The best solution to your problem would be to just stop using quack.
SJM

peace flaps

so i keep getting told!

just don't like indy (probably after using quack for 10+ years, and am too much of an old dog for such a new trick)

The Stevinator

never too old to learn new tricks.
SJM

Joe

Quote from: peace flaps on March 28, 2008, 08:31:34 AMso what do you guys save the photoshop spot colour jobs as? always as psd?



gonna try and do one of those illy workrounds next time i have a job to try it on - sounds like a reasonable solution

Personally I'd save it as, depending on whether it is an image or bitmap, a B&W bitmap/grayscale tiff and then color it in Quark with your spot color.

If you just have to do it in Photoshop I'd save it as a Photoshop EPS for Quark and as a PSD or PDF for InDesign.
Mac OS Sonoma 14.2.1 (c) | (retired)

The seven ages of man: spills, drills, thrills, bills, ills, pills and wills.

The Stevinator

yeah, especially with spot color images, whether it be monotone, duotone, tritone, etc.....

just save as a ps eps and be done with it.
SJM

peace flaps

^ i'm thinking more along the lines of "cmyk+spot colour channels"

eps never seemed to work, thats why i ended up using DCS2 (the only one available when i had spot colours on the file)

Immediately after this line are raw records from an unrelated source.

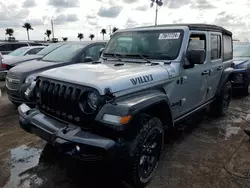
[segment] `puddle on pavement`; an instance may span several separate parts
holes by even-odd
[[[231,124],[221,125],[220,128],[223,130],[223,135],[225,139],[229,139],[233,135],[237,135],[241,130],[240,127],[232,126]]]
[[[36,174],[28,174],[25,171],[35,167],[39,162],[41,149],[29,148],[22,145],[12,149],[11,154],[11,171],[9,181],[3,188],[29,188],[42,184],[43,180]]]

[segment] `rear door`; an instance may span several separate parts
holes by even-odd
[[[209,51],[208,54],[208,65],[210,74],[208,78],[208,93],[207,100],[214,97],[221,74],[223,71],[223,60],[222,60],[222,34],[218,32],[209,32]]]
[[[6,55],[12,51],[12,44],[7,43],[7,44],[1,44],[0,45],[0,52],[2,55]]]
[[[208,33],[205,31],[191,31],[187,52],[196,49],[206,51],[203,64],[192,66],[186,60],[181,72],[180,91],[177,92],[180,100],[180,115],[184,115],[204,104],[207,95],[208,77]]]

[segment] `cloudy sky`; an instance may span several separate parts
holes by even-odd
[[[250,39],[250,0],[163,0],[158,24],[213,23],[221,25],[235,38]],[[31,40],[44,40],[46,29],[54,21],[55,37],[78,40],[77,33],[89,40],[90,33],[102,39],[102,28],[129,28],[152,25],[155,8],[150,0],[0,0],[0,39],[5,29],[13,28],[14,36],[26,40],[22,25],[32,24]],[[108,39],[109,37],[106,36]]]

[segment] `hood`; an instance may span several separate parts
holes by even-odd
[[[48,70],[50,68],[55,68],[58,66],[62,66],[63,63],[58,62],[49,62],[49,61],[40,61],[40,60],[32,60],[28,62],[24,62],[20,65],[13,67],[10,72],[15,74],[29,74],[32,72],[39,72],[43,70]]]
[[[41,55],[27,55],[27,56],[12,56],[12,58],[5,58],[3,59],[3,63],[6,65],[17,65],[19,63],[23,63],[25,61],[30,61],[34,59],[42,58]]]
[[[16,58],[17,56],[14,55],[3,55],[4,59],[12,59],[12,58]]]
[[[105,94],[105,88],[116,93],[122,90],[140,90],[145,86],[166,82],[169,70],[173,67],[127,63],[122,66],[114,64],[75,64],[40,73],[40,76],[60,81],[89,86]],[[176,72],[176,71],[175,71]],[[39,75],[38,75],[39,76]]]

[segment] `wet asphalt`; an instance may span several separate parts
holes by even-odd
[[[234,97],[227,116],[198,114],[166,137],[149,188],[250,187],[250,96]],[[119,169],[117,169],[119,170]],[[0,82],[0,187],[126,188],[107,164],[85,164],[59,155],[19,128],[17,109]]]

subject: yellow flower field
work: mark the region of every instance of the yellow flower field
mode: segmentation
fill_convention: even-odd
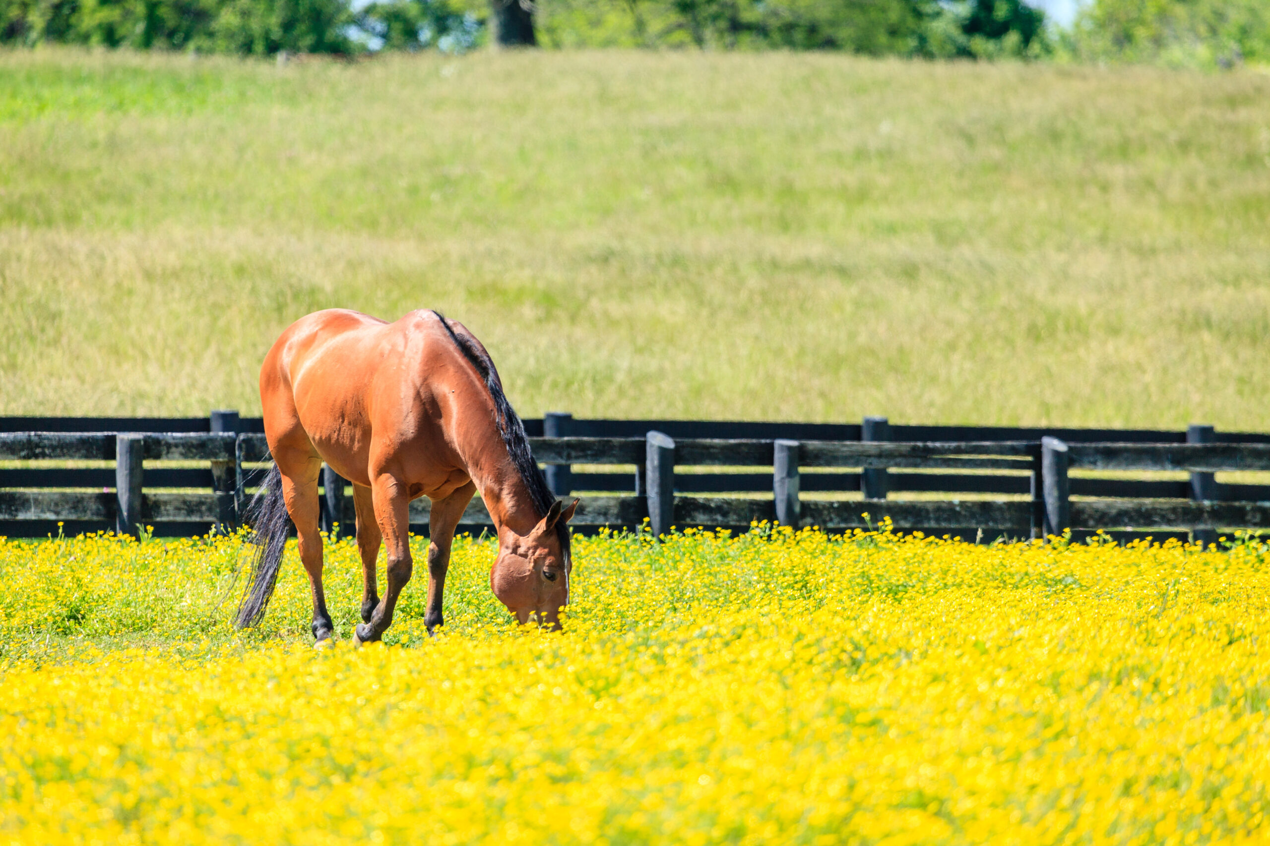
[[[417,540],[423,552],[425,540]],[[1270,578],[1200,552],[888,533],[575,542],[563,634],[456,545],[314,651],[237,539],[0,543],[0,842],[1212,843],[1266,838]]]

the fact that psd files are more supported these days will propbably make life a lot more simple next time i have to use any spot channels

The Stevinator

what kind of freak image are you trying to create?  a 5 color picture?  that would look like horsecrap.  keep in mind photoshop should be used for image editing only, not text or anything like that.

use illustrator if your trying to do custom text with wierd filters, etc.. applied to it.
SJM

jezza

what version of Quark are you trying ti get into/out of?
one sick prepress mofo

Joe

Quote from: peace flaps on March 28, 2008, 10:10:08 AM^ i'm thinking more along the lines of "cmyk+spot colour channels"

eps never seemed to work, thats why i ended up using DCS2 (the only one available when i had spot colours on the file)



the fact that psd files are more supported these days will propbably make life a lot more simple next time i have to use any spot channels

I'd save as a Tiff file for Quark then. You can retain the spots in a tiff file and Quark should see it just fine. I'd rather receive a thorough rectal exam than to place a PSD or PDF in Quark.
Mac OS Sonoma 14.2.1 (c) | (retired)

The seven ages of man: spills, drills, thrills, bills, ills, pills and wills.

LoganBlade

Get indesign. or do what other are telling you.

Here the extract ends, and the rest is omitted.